North Carolina cannot use the law known as House Bill 142 to bar transgender people from using the restrooms and other facilities that match their gender identity in buildings under state management, under a settlement approved Monday by a federal judge.
U.S. District Judge Thomas D. Schroeder approved a consent decree order finalizing an agreement reached by Gov. Roy Cooper and civil rights groups representing transgender North Carolinians, settling a major issue in a three-year legal battle over the infamous House Bill 2 and HB 142, the law that replaced it. Schroeder had already ruled last year that the state could not use HB 142 to block trans access, but the agreement ends state resistance to the ruling and ends the plaintiffs’ legal action over this issue. The Republican-controlled state legislature had opposed the agreement.

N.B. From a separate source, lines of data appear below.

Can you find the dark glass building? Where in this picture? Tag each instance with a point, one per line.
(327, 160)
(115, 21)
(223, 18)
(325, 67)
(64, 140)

HB 2, passed in 2016, barred trans people from using the facilities comporting with their gender identity in any government building in the state, whether run by a state, city, or county. It also prevented any city or county from adopting or enforcing a nondiscrimination law broader than the state’s — something aimed particularly at laws banning discrimination based on sexual orientation or gender identity. Six North Carolinians sued over HB 2, with representation from Lambda Legal, the American Civil Liberties Union, and the ACLU’s North Carolina affiliate.
Republican Gov. Pat McCrory had signed HB 2 into law. He lost reelection in 2016 to Democrat Roy Cooper, who as the state’s attorney general had opposed HB 2 and refused to defend it in court. With Cooper as governor, the state passed HB 142 in 2017 to repeal some of the provisions of HB 2, although many LGBTQ activists said it did not go far enough; among other things, it left the issue of restroom access up to the state. The lawsuit was amended to challenge that aspect of HB 142.
The consent decree now settles that, at least in buildings controlled by the executive branch of state government. But HB 142 still prevents municipalities from passing any prohibitions on discrimination in places of public accommodation or by employers until December 2020, Lambda Legal and the ACLU noted in a press release, although those that had such laws previously can enforce them.
“This is a tremendous victory but not a complete one,” Joaquin Carcaño, the lead plaintiff in the case, said in the release. “While I am glad that Governor Cooper agreed to this settlement, it remains devastating to know that local protections for LGBTQ people are still banned under state law while so many members of our community continue to face violence, harassment, and discrimination simply because of who we are. The fight for full justice will continue.”
Also remaining unresolved is a portion of the case challenging the lawfulness of HB 2 when it was in effect. That is on hold while the U.S. Supreme Court hears cases involving anti-LGBTQ employment discrimination, set for oral arguments October 8.